Mozilla is working to make Firefox feel at home on macOS
While Google Chrome, Safari, and Microsoft Edge are currently the best browsers, Firefox also remains a very popular choice, with many seeing it as the only viable alternative to the avalanche of Chromium-based apps.
This is the reason why Mozilla is fully committed to improving the experience with Firefox on all platforms, and the most recent versions of Nightly come with a host of refinements specifically aimed at Apple users.
In other words, Mozilla wants Firefox to feel right at home on macOS, and Nightly builds allow the company to experiment with all kinds of improvements.
As Neowin spotted, Mozilla recently confirmed that the macOS version of Firefox now supports the rubber band crush effect, which is actually the animation you see when you touch the top and bottom of the website while scrolling.
Improved dark mode
Additionally, Mozilla says it is also working on an improved dark mode for Firefox on macOS, and the company says users can already enable it by enabling the called pref. widget.macos.respect-aspect-system in the Nightly version of the browser.

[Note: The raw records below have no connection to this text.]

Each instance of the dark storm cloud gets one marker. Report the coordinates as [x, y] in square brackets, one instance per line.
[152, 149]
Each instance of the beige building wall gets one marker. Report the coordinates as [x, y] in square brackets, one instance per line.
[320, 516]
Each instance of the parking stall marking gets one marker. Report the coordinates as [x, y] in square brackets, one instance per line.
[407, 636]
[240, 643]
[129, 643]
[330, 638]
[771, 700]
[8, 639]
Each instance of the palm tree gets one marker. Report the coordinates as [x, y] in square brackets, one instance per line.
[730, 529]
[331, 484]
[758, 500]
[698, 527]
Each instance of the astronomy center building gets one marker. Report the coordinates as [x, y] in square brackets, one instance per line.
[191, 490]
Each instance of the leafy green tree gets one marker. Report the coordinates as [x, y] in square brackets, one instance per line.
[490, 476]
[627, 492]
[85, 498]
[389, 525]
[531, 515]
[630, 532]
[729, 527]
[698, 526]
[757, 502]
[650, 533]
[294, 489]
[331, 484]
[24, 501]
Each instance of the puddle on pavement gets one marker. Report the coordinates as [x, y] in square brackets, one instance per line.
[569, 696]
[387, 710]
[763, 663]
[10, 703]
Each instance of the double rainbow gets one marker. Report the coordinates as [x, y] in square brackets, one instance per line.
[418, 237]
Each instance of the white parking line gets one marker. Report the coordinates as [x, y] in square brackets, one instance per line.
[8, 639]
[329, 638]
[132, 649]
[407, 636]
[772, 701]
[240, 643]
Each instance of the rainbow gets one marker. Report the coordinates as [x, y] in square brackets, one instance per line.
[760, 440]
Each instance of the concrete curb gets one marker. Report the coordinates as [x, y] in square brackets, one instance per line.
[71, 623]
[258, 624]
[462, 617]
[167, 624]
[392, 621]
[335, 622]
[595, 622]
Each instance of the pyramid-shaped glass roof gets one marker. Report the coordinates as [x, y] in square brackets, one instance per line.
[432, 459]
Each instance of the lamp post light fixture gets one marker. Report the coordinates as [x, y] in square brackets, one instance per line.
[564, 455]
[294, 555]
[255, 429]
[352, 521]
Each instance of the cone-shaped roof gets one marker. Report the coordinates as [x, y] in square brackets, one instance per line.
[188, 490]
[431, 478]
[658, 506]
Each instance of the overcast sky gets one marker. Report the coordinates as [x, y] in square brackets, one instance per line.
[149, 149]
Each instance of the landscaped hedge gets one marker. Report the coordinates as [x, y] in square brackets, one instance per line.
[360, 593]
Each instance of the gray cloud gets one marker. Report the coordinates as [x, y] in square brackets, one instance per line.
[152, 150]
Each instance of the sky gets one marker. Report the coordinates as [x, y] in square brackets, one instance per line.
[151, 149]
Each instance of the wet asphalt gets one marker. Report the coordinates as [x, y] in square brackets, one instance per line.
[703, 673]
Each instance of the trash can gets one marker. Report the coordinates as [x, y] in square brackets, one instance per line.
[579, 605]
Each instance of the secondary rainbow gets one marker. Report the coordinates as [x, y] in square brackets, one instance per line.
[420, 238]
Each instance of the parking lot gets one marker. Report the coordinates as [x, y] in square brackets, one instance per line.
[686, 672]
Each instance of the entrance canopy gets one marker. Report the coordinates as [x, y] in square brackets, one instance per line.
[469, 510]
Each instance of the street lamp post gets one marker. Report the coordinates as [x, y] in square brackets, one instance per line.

A long-awaited update for Firefox in the Apple ecosystem is full support for native fullscreen mode, which would obviously be useful for those who watch videos, whether on YouTube or elsewhere, using this browser.
âWe are working on supporting native full screen on macOS. Enable it by enabling the full-screen-api.macos-native-full-screen pref. This will (among other things) create new full screen spaces for videos. You can, for example, place a native split-screen full-screen YouTube video next to another application, âsays Mozilla.
Needless to say, all of these improvements are currently in the Nightly version, so it would take a while before they make it to the stable version of Firefox, but you can try them out today by downloading the latest experimental version.